K-Fold Cross-Validation in Python Using SKLearn

Cross Validation

Splitting a dataset into training and testing set is an essential and basic task when comes to getting a machine learning model ready for training. To determine if our model is overfitting or not we need to test it on unseen data (Validation set).

If a given model does not perform well on the validation set then it’s gonna perform worse when dealing with real live data. This notion makes Cross-Validation probably one of the most important concepts of machine learning which ensures the stability of our model.

Cross-Validation is just a method that simply reserves a part of data from the dataset and uses it for testing the model(Validation set), and the remaining data other than the reserved one is used to train the model.

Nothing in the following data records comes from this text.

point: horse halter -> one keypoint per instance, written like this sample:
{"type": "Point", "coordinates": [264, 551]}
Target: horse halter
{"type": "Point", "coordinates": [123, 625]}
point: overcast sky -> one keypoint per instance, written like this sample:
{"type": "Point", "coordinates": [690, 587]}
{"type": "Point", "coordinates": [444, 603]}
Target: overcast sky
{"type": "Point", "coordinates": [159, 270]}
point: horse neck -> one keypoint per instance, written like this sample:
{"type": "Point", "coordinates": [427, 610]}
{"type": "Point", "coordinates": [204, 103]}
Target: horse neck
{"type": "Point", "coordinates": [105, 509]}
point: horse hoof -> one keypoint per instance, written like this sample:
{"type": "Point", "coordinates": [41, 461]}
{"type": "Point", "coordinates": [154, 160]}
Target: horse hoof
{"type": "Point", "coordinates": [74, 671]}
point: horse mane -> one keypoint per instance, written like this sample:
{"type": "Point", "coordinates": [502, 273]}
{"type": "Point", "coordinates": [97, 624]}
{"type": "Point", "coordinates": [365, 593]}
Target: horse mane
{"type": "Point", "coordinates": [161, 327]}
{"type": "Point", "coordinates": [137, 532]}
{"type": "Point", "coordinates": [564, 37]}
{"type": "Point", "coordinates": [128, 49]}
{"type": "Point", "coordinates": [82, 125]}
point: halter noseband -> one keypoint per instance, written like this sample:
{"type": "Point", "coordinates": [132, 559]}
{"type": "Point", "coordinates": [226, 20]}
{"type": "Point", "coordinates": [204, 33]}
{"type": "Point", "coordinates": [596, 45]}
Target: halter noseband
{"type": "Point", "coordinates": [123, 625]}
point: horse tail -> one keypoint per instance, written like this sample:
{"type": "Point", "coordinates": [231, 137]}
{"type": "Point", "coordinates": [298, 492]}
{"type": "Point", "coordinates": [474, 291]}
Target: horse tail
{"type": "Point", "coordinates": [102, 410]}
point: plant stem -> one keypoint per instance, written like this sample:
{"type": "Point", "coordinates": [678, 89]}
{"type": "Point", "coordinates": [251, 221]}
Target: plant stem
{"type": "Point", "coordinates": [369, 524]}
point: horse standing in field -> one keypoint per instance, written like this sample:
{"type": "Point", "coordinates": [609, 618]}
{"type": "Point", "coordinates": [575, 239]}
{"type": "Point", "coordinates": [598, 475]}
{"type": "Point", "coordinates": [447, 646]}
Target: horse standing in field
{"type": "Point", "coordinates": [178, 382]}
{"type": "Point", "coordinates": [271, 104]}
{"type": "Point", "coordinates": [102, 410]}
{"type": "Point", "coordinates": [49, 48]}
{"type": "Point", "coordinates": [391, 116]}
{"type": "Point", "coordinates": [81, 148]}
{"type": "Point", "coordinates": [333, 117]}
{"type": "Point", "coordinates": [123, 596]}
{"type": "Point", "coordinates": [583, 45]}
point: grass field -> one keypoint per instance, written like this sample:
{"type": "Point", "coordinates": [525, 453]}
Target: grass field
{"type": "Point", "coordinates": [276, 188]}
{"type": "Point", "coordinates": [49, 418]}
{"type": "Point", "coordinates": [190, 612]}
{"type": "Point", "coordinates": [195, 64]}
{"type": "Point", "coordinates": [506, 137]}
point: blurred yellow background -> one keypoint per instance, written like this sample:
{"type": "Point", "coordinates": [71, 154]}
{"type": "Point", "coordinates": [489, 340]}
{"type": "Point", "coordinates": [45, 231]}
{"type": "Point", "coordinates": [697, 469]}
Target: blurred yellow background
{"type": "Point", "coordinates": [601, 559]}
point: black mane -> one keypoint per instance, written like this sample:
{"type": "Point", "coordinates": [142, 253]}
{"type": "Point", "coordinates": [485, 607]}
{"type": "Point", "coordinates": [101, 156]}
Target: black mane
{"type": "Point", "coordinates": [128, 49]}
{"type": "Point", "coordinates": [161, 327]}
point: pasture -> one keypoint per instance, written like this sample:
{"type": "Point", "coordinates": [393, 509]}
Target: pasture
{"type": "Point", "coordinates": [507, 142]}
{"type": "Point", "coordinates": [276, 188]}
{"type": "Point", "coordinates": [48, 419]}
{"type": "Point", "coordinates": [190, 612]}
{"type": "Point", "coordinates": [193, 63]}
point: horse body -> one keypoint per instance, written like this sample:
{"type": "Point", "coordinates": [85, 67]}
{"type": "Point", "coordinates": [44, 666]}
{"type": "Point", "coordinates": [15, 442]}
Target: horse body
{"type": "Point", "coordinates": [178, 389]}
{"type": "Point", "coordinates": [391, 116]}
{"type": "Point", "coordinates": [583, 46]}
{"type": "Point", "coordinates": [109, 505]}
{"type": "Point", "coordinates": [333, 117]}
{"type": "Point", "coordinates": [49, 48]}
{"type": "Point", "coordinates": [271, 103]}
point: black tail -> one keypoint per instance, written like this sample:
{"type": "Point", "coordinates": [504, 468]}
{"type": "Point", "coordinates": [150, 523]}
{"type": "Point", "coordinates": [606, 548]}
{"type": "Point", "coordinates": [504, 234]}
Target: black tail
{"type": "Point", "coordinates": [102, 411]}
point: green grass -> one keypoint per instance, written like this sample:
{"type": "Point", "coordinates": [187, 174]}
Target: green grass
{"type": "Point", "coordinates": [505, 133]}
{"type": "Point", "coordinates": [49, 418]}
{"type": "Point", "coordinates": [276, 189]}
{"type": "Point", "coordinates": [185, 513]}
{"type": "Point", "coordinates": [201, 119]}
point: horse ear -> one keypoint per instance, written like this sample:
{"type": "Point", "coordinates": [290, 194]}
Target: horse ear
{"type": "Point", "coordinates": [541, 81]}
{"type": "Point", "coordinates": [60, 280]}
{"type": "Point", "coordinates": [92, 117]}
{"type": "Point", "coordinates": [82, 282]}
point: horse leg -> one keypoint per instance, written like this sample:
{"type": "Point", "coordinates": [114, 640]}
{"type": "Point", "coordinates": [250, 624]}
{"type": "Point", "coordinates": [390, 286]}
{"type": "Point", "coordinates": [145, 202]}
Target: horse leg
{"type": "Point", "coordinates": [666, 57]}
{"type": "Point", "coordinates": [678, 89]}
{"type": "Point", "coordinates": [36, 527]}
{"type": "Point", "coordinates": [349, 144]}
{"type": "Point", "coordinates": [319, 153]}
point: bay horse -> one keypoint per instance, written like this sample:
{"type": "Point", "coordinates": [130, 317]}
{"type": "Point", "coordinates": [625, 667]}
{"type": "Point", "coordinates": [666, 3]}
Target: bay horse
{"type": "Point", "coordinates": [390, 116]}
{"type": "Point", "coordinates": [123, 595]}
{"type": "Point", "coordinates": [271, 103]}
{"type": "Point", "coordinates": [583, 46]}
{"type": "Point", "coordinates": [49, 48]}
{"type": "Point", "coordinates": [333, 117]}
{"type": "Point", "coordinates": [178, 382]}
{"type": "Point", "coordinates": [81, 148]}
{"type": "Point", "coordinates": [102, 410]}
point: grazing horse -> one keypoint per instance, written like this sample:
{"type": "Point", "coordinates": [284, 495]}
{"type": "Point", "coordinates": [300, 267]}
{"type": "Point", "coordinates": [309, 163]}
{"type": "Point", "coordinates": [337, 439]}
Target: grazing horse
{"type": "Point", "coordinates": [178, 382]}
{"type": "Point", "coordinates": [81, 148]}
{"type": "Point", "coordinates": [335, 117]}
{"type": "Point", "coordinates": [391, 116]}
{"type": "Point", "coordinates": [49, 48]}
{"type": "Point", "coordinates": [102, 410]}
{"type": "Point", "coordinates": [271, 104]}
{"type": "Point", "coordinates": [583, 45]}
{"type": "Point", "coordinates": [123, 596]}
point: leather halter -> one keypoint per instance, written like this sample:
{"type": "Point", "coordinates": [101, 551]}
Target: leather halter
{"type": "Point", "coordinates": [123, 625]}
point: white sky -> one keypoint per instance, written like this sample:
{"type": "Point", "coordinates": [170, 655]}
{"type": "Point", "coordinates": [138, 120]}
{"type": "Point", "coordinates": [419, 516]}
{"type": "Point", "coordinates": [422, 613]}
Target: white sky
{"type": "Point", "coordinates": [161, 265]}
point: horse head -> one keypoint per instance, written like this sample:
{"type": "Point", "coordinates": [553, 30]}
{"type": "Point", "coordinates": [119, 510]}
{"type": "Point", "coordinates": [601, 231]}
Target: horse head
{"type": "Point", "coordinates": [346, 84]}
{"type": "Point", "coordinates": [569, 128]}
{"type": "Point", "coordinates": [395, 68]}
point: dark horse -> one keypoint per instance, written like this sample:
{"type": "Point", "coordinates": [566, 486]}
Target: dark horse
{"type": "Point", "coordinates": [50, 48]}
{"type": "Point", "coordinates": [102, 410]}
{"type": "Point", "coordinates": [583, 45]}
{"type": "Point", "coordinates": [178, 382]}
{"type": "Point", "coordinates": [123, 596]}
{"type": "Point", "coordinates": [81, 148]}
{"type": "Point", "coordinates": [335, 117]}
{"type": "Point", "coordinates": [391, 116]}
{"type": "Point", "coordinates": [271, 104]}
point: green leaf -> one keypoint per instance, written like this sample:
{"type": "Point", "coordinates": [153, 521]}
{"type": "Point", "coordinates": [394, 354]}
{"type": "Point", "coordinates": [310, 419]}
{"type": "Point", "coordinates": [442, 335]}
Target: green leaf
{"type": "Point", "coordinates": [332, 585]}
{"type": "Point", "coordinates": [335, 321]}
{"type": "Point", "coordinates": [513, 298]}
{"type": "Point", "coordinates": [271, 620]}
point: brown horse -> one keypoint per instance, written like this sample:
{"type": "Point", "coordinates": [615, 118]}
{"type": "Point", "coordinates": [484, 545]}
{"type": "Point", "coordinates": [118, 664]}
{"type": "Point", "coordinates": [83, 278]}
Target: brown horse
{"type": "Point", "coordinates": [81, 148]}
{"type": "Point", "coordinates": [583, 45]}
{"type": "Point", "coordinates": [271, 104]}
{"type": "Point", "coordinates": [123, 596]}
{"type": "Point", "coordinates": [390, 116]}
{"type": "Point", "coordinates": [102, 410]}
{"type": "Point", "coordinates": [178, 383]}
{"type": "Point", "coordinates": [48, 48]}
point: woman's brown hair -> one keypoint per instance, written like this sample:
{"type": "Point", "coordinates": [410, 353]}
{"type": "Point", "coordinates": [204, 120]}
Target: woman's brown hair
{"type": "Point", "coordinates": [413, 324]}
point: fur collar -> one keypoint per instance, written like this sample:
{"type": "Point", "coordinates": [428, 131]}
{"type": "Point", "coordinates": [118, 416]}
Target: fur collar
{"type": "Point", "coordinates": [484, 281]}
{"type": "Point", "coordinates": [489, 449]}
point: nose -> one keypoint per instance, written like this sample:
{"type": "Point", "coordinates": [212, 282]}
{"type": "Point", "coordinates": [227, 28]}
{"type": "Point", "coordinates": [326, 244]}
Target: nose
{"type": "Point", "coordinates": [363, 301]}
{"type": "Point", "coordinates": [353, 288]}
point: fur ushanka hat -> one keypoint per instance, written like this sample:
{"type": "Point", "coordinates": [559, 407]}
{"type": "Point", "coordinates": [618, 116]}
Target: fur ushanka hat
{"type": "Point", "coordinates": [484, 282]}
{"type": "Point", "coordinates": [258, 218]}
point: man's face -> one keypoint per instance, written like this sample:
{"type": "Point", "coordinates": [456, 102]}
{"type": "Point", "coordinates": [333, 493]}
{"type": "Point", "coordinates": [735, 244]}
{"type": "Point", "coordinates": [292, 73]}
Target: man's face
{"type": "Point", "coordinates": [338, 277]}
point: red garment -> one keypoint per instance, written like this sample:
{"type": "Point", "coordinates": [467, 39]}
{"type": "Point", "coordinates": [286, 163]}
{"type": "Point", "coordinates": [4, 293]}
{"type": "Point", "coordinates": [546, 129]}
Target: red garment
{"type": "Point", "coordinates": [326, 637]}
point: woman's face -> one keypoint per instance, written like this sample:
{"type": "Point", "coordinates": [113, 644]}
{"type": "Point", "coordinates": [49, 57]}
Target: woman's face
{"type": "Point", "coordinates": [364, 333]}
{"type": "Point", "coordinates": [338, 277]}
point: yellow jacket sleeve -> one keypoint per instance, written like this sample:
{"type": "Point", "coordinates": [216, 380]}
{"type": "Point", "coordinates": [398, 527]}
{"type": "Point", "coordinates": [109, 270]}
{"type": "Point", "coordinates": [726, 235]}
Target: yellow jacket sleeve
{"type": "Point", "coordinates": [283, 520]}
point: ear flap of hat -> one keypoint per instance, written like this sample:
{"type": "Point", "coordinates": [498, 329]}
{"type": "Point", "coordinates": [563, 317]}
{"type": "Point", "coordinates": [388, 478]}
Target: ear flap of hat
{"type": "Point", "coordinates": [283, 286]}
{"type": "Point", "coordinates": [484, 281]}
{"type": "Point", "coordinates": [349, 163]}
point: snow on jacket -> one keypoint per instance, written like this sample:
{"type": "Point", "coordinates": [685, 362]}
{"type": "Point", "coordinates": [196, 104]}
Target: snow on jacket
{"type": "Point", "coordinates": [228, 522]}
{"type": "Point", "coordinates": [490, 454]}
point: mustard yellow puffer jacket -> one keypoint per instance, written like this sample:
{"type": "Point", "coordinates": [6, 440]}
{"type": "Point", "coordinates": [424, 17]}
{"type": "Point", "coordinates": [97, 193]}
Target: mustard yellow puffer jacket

In this article, we’ll implement cross-validation as provided by sci-kit learn. We’ll implement K-Fold Cross-validation.

Cross-Validation Intuition

Let’s first see why we should use cross validation.

  • It helps us with model evaluation finally determining the quality of the model.
  • Crucial to determining if the model is generalizing well to data.
  • To check if the model is overfitting or underfitting.
  • Finally, it lets us choose the model which had the best performance.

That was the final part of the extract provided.